Many of these patients suffer from conductive hearing loss, which can be treated through surgical reconstruction via prosthesis. However, custom tailoring a prosthesis for each patient, using stainless steel struts and ceramic cups, has been plagued with high failure rates because most prostatic implants are incorrectly sized.
This may all be a thing of the past as researchers have begun testing CT scan and 3D printing to create accurate, custom designed prosthetic replacement for damaged structures of the middle ear.
Using technology to revolutionize medicine
3D printing is a relatively new technology and is making waves in the medical industry. The concept of printing a document is a relatively common practice as most everyone has printed out a picture or a coupon at some point. But imagine you can print out real, physical, 3D objects. This is exactly what 3D printers achieve.
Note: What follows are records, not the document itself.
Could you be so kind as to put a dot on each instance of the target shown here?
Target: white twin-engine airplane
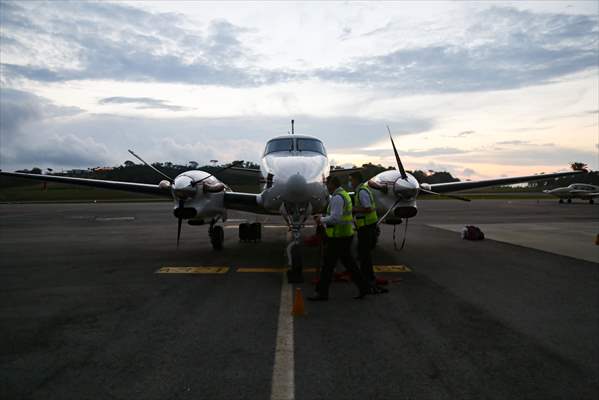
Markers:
(293, 170)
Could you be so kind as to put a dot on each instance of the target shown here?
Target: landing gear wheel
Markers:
(295, 273)
(217, 237)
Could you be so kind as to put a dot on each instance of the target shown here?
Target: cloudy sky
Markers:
(479, 89)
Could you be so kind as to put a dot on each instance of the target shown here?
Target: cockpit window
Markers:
(279, 145)
(310, 145)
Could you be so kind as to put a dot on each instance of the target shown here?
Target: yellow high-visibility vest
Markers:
(345, 227)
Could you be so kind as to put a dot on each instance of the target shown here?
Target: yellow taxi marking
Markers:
(391, 268)
(193, 270)
(261, 269)
(243, 269)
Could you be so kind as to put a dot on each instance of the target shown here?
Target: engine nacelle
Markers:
(390, 189)
(201, 194)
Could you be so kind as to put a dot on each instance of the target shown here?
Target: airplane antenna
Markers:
(151, 166)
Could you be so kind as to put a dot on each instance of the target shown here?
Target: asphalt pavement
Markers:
(83, 313)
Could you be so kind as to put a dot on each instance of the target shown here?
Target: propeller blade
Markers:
(451, 196)
(179, 221)
(387, 213)
(217, 172)
(402, 171)
(151, 166)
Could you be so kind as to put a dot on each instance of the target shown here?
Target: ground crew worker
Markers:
(339, 225)
(366, 219)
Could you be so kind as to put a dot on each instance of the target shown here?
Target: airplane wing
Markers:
(343, 172)
(584, 194)
(250, 172)
(455, 186)
(126, 186)
(243, 202)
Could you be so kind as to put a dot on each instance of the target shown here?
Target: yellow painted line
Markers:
(261, 269)
(391, 268)
(267, 270)
(193, 270)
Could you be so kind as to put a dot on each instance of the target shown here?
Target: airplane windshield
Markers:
(310, 145)
(279, 145)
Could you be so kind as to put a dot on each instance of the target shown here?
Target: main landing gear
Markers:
(217, 235)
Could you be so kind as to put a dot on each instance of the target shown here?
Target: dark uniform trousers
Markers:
(366, 235)
(339, 249)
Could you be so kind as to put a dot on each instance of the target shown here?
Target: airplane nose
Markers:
(296, 188)
(183, 188)
(405, 188)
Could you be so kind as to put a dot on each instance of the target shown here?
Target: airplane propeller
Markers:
(404, 176)
(400, 167)
(451, 196)
(179, 221)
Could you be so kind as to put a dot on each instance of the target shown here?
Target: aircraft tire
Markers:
(217, 237)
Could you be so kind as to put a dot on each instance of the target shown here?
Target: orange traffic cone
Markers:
(298, 303)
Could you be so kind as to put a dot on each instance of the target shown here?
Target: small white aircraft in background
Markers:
(581, 191)
(293, 171)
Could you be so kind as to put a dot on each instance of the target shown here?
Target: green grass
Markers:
(58, 192)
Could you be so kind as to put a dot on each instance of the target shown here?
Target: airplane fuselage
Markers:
(294, 170)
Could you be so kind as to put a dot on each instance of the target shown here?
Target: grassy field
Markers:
(58, 192)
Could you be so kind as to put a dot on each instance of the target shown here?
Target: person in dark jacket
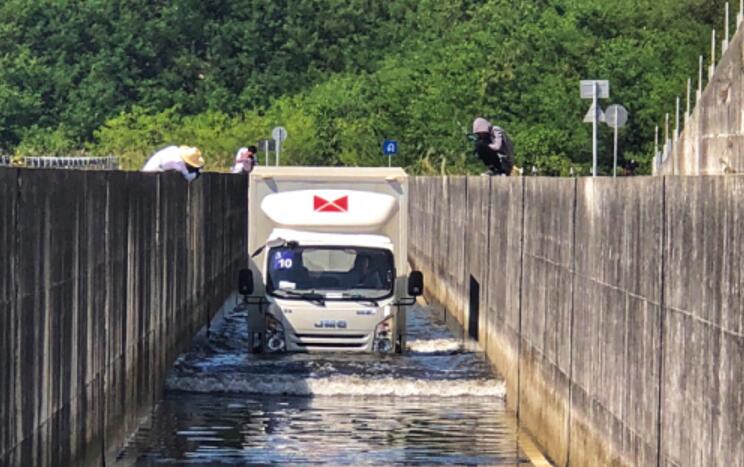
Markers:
(493, 148)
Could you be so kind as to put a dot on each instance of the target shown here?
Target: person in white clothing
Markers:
(245, 160)
(186, 160)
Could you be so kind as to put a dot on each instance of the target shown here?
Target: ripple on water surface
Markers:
(434, 404)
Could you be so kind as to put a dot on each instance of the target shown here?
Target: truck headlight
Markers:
(383, 342)
(274, 334)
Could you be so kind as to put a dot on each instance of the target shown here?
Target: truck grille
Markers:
(331, 341)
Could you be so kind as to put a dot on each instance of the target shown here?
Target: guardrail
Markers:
(81, 163)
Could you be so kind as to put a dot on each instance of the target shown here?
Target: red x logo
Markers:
(323, 205)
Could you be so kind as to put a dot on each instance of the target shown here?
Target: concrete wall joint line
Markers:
(626, 292)
(662, 308)
(706, 322)
(546, 260)
(521, 293)
(571, 321)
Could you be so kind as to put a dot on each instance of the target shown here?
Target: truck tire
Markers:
(255, 343)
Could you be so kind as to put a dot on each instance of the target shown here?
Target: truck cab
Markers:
(328, 269)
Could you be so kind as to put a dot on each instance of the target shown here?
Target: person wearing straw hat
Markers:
(245, 160)
(186, 160)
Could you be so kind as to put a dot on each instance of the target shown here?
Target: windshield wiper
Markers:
(360, 298)
(309, 296)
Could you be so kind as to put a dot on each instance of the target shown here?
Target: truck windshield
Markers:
(334, 273)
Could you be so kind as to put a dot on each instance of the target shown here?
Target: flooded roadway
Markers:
(436, 404)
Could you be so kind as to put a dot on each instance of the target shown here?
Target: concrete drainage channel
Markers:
(438, 403)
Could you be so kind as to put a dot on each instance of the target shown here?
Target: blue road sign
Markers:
(390, 147)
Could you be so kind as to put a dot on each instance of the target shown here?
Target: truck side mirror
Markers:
(245, 282)
(415, 284)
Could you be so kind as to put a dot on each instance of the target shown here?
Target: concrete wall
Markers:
(613, 309)
(104, 278)
(712, 141)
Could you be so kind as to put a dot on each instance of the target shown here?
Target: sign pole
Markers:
(594, 132)
(614, 163)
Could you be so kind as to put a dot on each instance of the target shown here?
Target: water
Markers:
(436, 404)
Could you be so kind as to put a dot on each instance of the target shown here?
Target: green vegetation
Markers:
(125, 77)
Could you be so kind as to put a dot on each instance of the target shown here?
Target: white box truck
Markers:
(328, 269)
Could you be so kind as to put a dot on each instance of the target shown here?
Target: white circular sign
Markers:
(279, 134)
(616, 116)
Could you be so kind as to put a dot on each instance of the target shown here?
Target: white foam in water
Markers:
(434, 345)
(340, 385)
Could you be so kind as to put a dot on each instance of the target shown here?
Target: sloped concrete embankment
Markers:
(712, 142)
(611, 308)
(104, 279)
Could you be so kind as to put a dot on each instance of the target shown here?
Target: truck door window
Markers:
(368, 272)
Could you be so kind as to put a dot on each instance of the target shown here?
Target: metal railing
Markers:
(80, 163)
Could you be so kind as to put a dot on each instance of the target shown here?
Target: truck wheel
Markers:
(399, 344)
(255, 343)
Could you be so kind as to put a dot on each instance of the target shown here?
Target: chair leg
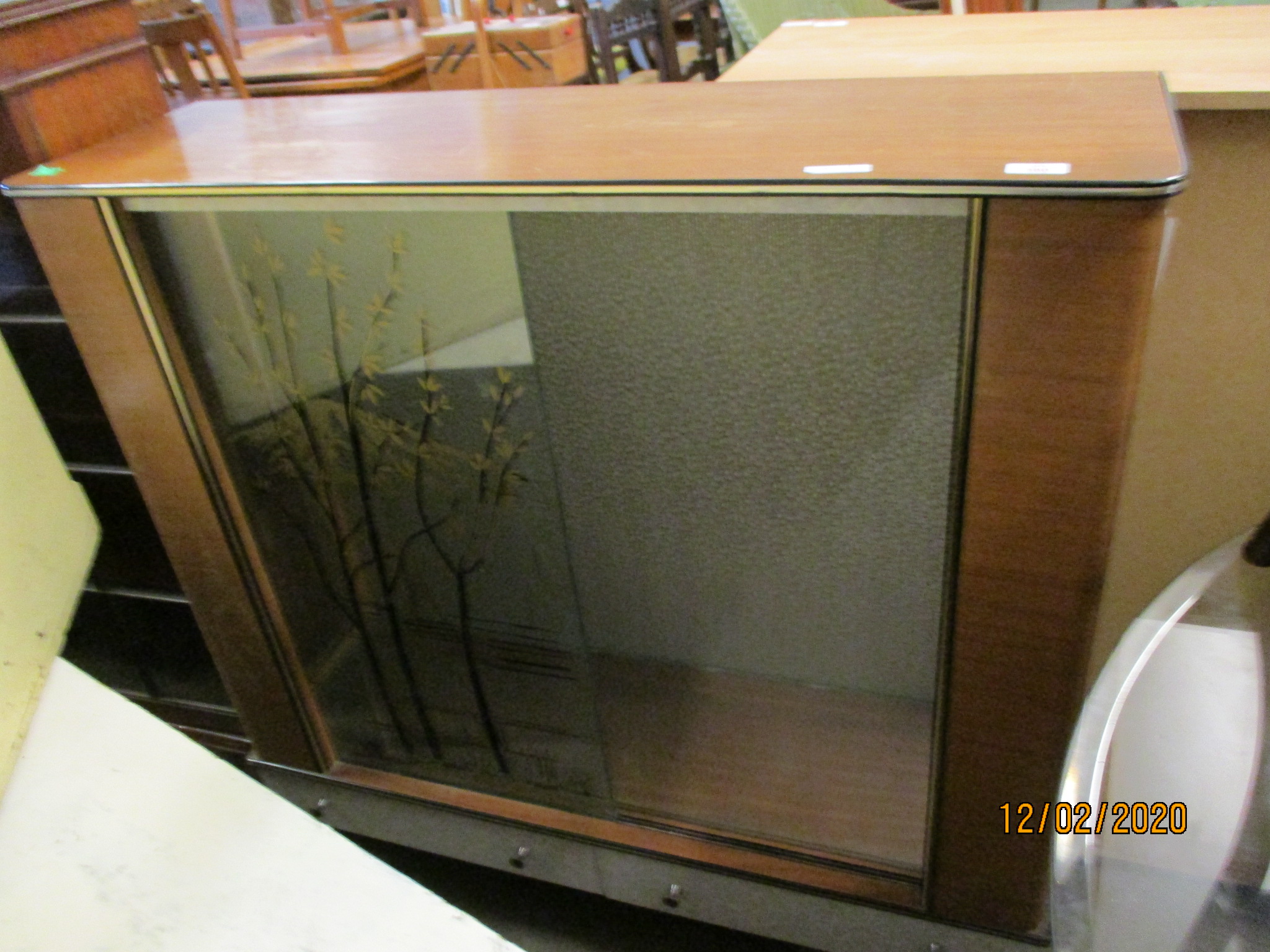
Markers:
(228, 60)
(668, 48)
(179, 63)
(579, 7)
(335, 35)
(162, 69)
(708, 41)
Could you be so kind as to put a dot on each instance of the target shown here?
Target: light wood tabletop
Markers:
(1113, 134)
(1213, 58)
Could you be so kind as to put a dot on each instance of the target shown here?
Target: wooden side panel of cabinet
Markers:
(93, 289)
(1065, 293)
(71, 74)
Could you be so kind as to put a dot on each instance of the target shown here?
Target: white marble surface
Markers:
(118, 834)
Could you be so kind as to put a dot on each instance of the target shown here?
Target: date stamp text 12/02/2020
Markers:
(1080, 818)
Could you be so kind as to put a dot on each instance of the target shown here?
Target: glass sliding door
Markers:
(634, 506)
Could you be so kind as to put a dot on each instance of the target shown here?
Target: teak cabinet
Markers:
(694, 494)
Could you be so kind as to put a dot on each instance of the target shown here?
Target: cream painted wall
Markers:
(47, 541)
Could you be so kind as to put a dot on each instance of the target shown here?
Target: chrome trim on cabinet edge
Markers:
(968, 190)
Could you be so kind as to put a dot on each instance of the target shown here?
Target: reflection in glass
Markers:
(680, 560)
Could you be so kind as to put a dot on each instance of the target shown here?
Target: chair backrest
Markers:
(753, 19)
(618, 24)
(178, 40)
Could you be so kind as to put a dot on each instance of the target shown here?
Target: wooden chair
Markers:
(616, 27)
(324, 18)
(708, 27)
(178, 40)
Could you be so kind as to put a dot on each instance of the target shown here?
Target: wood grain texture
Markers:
(1116, 130)
(730, 753)
(71, 75)
(1065, 295)
(1198, 464)
(849, 883)
(380, 58)
(1213, 58)
(93, 293)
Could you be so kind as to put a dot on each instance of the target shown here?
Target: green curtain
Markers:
(753, 19)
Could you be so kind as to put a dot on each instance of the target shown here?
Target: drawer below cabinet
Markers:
(438, 831)
(761, 908)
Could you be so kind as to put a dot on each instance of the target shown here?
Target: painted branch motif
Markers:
(335, 447)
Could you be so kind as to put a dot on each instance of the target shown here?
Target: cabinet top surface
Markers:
(939, 135)
(1213, 58)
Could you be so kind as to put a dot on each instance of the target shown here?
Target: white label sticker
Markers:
(1038, 168)
(836, 169)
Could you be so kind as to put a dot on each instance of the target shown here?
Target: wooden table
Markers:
(381, 58)
(1198, 461)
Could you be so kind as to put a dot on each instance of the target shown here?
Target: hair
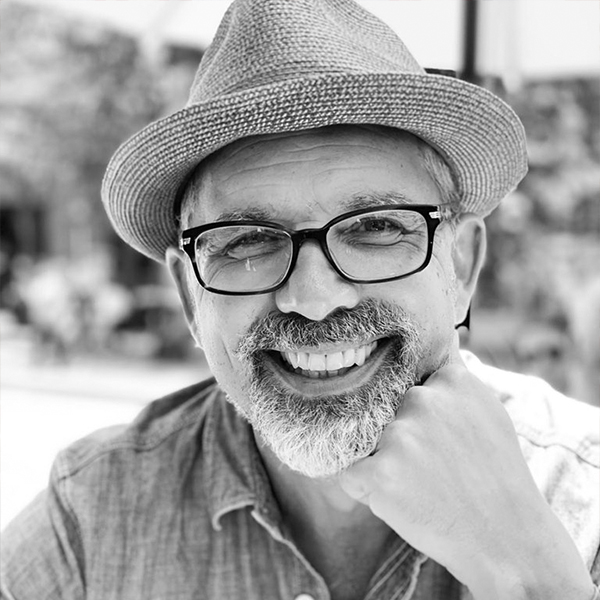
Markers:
(433, 162)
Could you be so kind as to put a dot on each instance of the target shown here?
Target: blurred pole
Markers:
(470, 12)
“The ossicles are very small structures, and one reason the surgery has a high failure rate is thought to be due to incorrect sizing of the prostheses. If you could custom-design a prosthesis with a more exact fit, then the procedure should have a higher rate of success,” said study author Jeffrey D. Hirsch, M.D., assistant professor of radiology at the University of Maryland School of Medicine (UMSOM) in Baltimore.
Many of the causes leading to hearing loss in America today are due to the damage of or dysfunction of various ear structures involved in sound transmission, known as conductive hearing loss. The structures of the ear involved in the process of sound transmission include three tiny bones known as ossicles. When these bones become damaged, such as from trauma or infection, hearing loss can develop.
Testing 3D printed techniques
The researchers used 3D printing to successfully create the bones of the ear they obtain from human cadavers. They then created a detailed image using computer tomography (CT) scanning. Using an inexpensive 3D printer, unique prostheses were made restoring continuity for each middle ear in the cadaver experiment.
The benefit of creating these prosthetic structures not only provides a near perfect match of tiny ear structures, but it was also easy for surgeons to correctly replace the prosthesis with the correct source they originated from.
The use of the CT scanner detected minute differences in ossicle structure, which can then be accurately represented using 3D printing. This decreases surgical time and ensures a proper fit.
The researchers plan to expand this technique by utilizing biocompatible material combining 3D printed prostheses with stem cells.
“Instead of making the middle ear prosthesis solid, you could perforate it to be a lattice that allows stem cells to grow onto it. The stem cells would mature into bone and become a permanent fix for patients with hearing loss,” Dr. Hirsch said.